Suisse romande: Le casse-tête de l'enseignement religieux à l'école

Genève, 17 janvier 2015 (Apic) Dans le contexte des attentats contre Charlie Hebdo, Caroline Stevan, dans le quotidien romand «Le Temps» du 17 janvier, fait le tour des différentes politiques cantonales d’enseignement des religions.

En Suisse romande, l’éthique et les cultures religieuses bénéficient d’un enseignement ad hoc et généralement obligatoire, à l’exception de Genève et Neuchâtel.

Dans sa Déclaration officielle du 30 janvier 2003, la Conférence romande des directeurs cantonaux de l’instruction publique, qui chapeaute le Plan d’éducation romand (PER), prône de «prendre en compte et rendre accessible la connaissance des fondements culturels, historiques et sociaux, y compris des cultures religieuses, afin de permettre à l’élève de comprendre sa propre origine et celle des autres, de saisir et d’apprécier la signification des traditions et le sens des valeurs diverses cohabitant dans la société dans laquelle il vit», rappelle Olivier Maradan, secrétaire général de la Conférence intercantonale de l’instruction publique de la Suisse romande et du Tessin. Concrètement, il revient à chaque canton de décider des modalités d’application.

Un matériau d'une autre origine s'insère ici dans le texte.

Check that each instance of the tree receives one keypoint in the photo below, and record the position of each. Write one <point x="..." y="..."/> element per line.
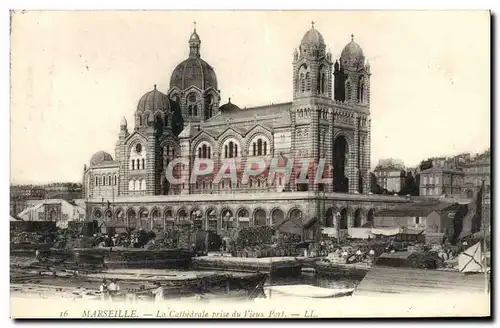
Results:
<point x="425" y="164"/>
<point x="410" y="187"/>
<point x="374" y="187"/>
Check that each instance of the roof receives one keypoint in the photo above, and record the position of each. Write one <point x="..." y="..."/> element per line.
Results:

Des clés pour vivre ensemble

A Fribourg, par exemple, les interventions restent «ponctuelles» dans les classes enfantines. Au primaire, les élèves bénéficient d’une heure d’enseignement religieux – du catéchisme assuré par des membres des communautés chrétiennes – et d’une heure d’éthique et cultures religieuses, par les maîtres et maîtresses. Idem en dernière année du cycle d’orientation, contre une heure seulement d’éthique et cultures religieuses en 9e et 10e.

«Nos élèves sont de petits rois. Cet enseignement leur donne des clés pour vivre ensemble», affirme au «Temps» Fabienne Stevan, responsable de l’école primaire de Corminboeuf, près de Fribourg. Le programme évoque les récits et les personnages de la Bible, de l’islam, du judaïsme, du bouddhisme et de l’hindouisme. «C’est très ouvert, cela permet à chacun de s’y retrouver et c’est l’occasion de discuter de thèmes comme le bon ou le mauvais gouverneur, la place des femmes dans les religions ou encore les différentes architectures», note l’enseignante.

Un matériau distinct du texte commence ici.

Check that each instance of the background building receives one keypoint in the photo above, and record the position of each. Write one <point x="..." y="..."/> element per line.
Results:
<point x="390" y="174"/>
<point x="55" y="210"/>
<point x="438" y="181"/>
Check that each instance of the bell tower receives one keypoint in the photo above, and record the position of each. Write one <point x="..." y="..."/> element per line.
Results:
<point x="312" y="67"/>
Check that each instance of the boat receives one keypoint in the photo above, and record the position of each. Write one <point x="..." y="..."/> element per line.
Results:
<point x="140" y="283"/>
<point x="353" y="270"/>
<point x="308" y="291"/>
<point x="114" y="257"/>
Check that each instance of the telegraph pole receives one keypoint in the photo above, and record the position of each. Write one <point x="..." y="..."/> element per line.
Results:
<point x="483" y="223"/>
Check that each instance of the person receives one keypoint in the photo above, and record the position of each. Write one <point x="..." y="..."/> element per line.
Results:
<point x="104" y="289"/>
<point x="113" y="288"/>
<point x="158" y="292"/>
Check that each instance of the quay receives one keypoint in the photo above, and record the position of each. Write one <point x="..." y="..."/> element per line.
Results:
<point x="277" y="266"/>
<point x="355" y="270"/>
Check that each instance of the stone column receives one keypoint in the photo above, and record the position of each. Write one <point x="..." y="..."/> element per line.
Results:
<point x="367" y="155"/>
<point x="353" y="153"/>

La connaissance pour éviter les amalgames

En Valais, les petits suivent deux périodes hebdomadaires, puis une seule au secondaire.

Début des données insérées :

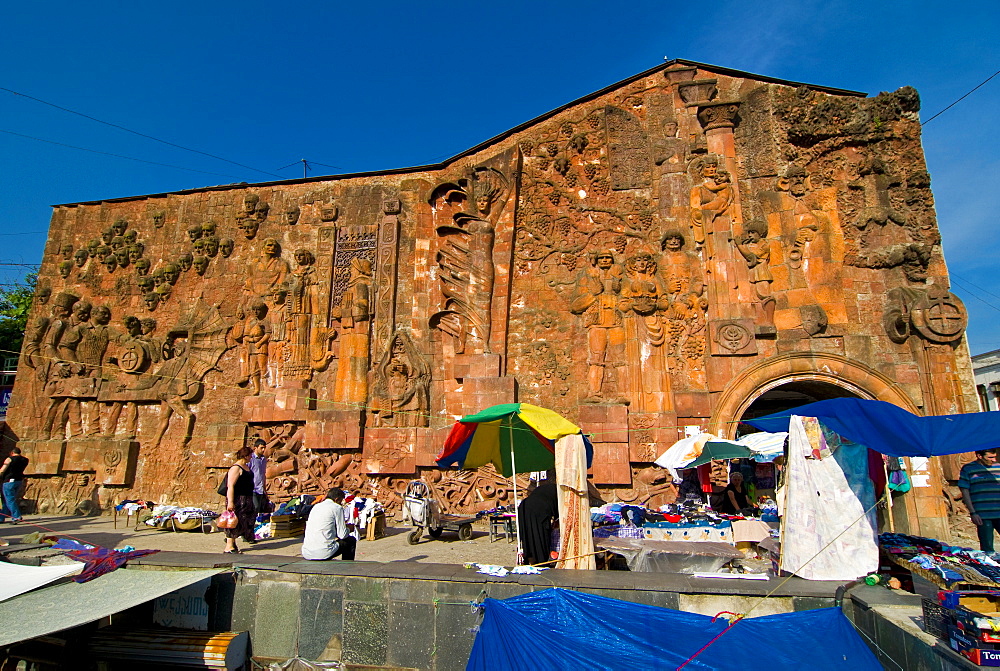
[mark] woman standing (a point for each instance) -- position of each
(239, 500)
(735, 496)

Dans le canton de Vaud, l’éthique et les cultures religieuses sont discutées ici et là en 1re et 2e primaires. Elles occupent une période de 45 minutes par semaine de la 3e à la 6e, puis une demi-période de la 7e à la 11e. Le cours est obligatoire depuis la rentrée 2013. «Cette obligation peut faire réagir et les directeurs ont dû quelquefois expliquer aux parents que ces cours étaient désormais vus sous l’angle de l’histoire et de la culture générale. Cela reste un domaine sensible, d’où la décision de laisser à chaque canton la liberté de mettre en œuvre ces leçons comme il l’entend», note Serge Martin, directeur général adjoint de la Direction générale de l’enseignement obligatoire de l’Etat de Vaud.

«Plus on a de connaissances, moins on fait d’amalgames. D’où l’importance d’avoir des enseignants formés pour aborder des thèmes aussi délicats. Je suis en train de relire le Coran, que j’ai pourtant étudié. C’est vraiment très compliqué», estime Anne Roland, enseignante de science et histoire des religions au Collège du Bugnon, à Lausanne, précisant au passage que son option est aussi demandée que le sport ou la géographie.

 Laïcité et enseignement religieux

A l’exception de Genève et Neuchâtel, tous les cantons romands prévoient un enseignement ad hoc. «Il y a toujours eu une grande tradition de laïcité de l’Etat et de l’école à Genève. Cela remonte à plus d’un siècle, défend Anne Emery-Torracinta, conseillère d’Etat en charge de l’Instruction publique. Nous préférons que le fait religieux soit abordé dans le cadre d’autres cours, tels que l’histoire ou la géographie. Cela permet de l’inscrire dans un domaine plus large; l’école n’est pas là pour donner des cours de théologie.»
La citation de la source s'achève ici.